The most crucial component of the IMPAC scheme is the embedding from sensor inputs (in our case, images) and action sequences, into latent state and action tensors while remaining consistent with the real environment dynamics. In this section, we organize our discussion around how a single sample: ${S_t, a_t, \cdots, a_{t+k-1}, S_{t+k}}$ fits in the training of our deep neural networks, as illustrated in Figure 2{reference-type="ref" reference="fig:DNNArch"}. We will explain each individual components of the block diagram and wrap up by discussing the whole picture.

An illustration of data flow around a single training sample. {#fig:DNNArch width="0.8\linewidth"}

Embedding of image observations

The left side and right side of the block diagram in Figure 2{reference-type="ref" reference="fig:DNNArch"} embeds raw observations (images).

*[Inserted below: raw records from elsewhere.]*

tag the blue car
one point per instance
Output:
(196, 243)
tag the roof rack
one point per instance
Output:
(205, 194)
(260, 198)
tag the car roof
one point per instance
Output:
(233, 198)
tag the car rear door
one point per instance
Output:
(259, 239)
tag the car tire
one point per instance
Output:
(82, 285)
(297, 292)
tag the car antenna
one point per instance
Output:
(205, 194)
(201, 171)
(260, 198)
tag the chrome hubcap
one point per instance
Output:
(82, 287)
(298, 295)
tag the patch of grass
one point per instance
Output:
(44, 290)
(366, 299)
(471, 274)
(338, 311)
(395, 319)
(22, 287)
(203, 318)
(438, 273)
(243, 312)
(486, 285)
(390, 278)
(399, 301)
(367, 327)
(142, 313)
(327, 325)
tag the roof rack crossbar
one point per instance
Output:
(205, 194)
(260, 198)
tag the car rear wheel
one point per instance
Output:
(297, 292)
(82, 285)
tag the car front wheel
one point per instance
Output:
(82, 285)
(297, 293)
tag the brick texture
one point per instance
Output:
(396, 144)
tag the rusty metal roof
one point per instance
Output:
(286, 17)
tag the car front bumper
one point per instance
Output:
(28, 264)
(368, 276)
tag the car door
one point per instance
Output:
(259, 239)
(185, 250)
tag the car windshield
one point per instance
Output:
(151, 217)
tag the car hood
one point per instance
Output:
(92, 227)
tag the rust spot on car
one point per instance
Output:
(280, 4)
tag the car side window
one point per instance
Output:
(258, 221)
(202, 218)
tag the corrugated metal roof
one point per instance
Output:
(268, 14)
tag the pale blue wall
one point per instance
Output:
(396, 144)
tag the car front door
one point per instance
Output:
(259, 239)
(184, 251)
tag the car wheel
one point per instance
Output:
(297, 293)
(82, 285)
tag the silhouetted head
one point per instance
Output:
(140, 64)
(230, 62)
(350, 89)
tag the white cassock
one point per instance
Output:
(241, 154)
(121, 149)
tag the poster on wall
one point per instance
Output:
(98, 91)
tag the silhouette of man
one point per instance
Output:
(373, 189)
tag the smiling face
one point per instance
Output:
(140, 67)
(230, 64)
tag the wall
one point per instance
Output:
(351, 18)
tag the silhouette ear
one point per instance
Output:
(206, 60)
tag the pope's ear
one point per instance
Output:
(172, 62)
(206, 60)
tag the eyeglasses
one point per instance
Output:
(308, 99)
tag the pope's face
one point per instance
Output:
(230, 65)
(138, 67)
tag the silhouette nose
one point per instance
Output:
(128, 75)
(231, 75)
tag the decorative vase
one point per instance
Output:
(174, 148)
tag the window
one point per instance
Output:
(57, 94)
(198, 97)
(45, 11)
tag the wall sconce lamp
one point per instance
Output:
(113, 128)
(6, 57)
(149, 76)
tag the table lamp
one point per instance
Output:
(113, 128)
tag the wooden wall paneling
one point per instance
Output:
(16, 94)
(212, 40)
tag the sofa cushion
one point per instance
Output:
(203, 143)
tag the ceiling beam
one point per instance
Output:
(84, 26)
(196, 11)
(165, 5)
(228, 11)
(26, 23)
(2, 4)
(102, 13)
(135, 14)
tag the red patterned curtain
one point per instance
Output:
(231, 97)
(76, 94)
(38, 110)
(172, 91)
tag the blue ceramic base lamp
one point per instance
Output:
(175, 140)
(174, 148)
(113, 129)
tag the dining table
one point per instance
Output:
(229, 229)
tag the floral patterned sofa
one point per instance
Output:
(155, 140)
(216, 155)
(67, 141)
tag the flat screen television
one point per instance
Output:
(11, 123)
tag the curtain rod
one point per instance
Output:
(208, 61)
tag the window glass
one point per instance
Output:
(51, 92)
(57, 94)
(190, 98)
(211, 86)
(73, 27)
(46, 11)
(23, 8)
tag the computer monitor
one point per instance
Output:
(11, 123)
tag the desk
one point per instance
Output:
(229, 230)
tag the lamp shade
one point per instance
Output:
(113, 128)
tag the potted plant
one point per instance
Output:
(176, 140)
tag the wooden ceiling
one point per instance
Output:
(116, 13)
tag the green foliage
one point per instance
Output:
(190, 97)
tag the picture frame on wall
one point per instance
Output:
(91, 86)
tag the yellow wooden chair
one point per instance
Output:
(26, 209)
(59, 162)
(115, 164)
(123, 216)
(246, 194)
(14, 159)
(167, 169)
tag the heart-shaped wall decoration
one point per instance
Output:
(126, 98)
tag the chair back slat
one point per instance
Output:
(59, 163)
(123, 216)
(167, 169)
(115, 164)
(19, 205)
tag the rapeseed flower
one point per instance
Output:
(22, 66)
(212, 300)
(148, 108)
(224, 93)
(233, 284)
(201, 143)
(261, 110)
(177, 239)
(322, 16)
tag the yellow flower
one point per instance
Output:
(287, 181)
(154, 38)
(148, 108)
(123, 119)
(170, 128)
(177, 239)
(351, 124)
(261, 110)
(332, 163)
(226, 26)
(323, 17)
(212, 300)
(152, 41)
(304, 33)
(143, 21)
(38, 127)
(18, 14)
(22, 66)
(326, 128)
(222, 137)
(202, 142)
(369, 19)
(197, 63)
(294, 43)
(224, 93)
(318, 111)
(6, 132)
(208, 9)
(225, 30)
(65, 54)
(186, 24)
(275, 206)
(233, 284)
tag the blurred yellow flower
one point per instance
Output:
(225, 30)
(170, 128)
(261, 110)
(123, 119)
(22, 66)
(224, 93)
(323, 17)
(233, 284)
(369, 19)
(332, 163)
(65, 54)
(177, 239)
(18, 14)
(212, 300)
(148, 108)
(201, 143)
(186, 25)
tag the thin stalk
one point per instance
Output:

In this work, we take images scaled down to $64 \times 64$ as observations. The image resolution is chosen as a balance of clarity and performance: visual features of the environments are retained while training batches can be fit on a single GPU. Multiple images can be concatenated to capture additional information (e.g. velocity). When encoding multi-channel images into latent vectors, we use an auto-encoder and decoder pair parameterized by convolutional neural networks. Given a training sample ${S_t, a_t, \cdots, a_{t+k-1}, S_{t+k}}$, both $S_t$ and $S_{t+k}$ are encoded into their respective latent vectors $Z_t$ and $Z_{t+k}$ using a same CNN encoder. To ensure that essential state information is conserved after the observations are embedded, we decoded the latent tensor $Z_t$ back to images using a deconvolutional network for correct reconstruction $\hat{S}_t$. The objective is to make the images $S_t$ and $\hat{S}_t$ similar. The encoder and decoder network details are presented in Appendix 9{reference-type="ref" reference="layers"}.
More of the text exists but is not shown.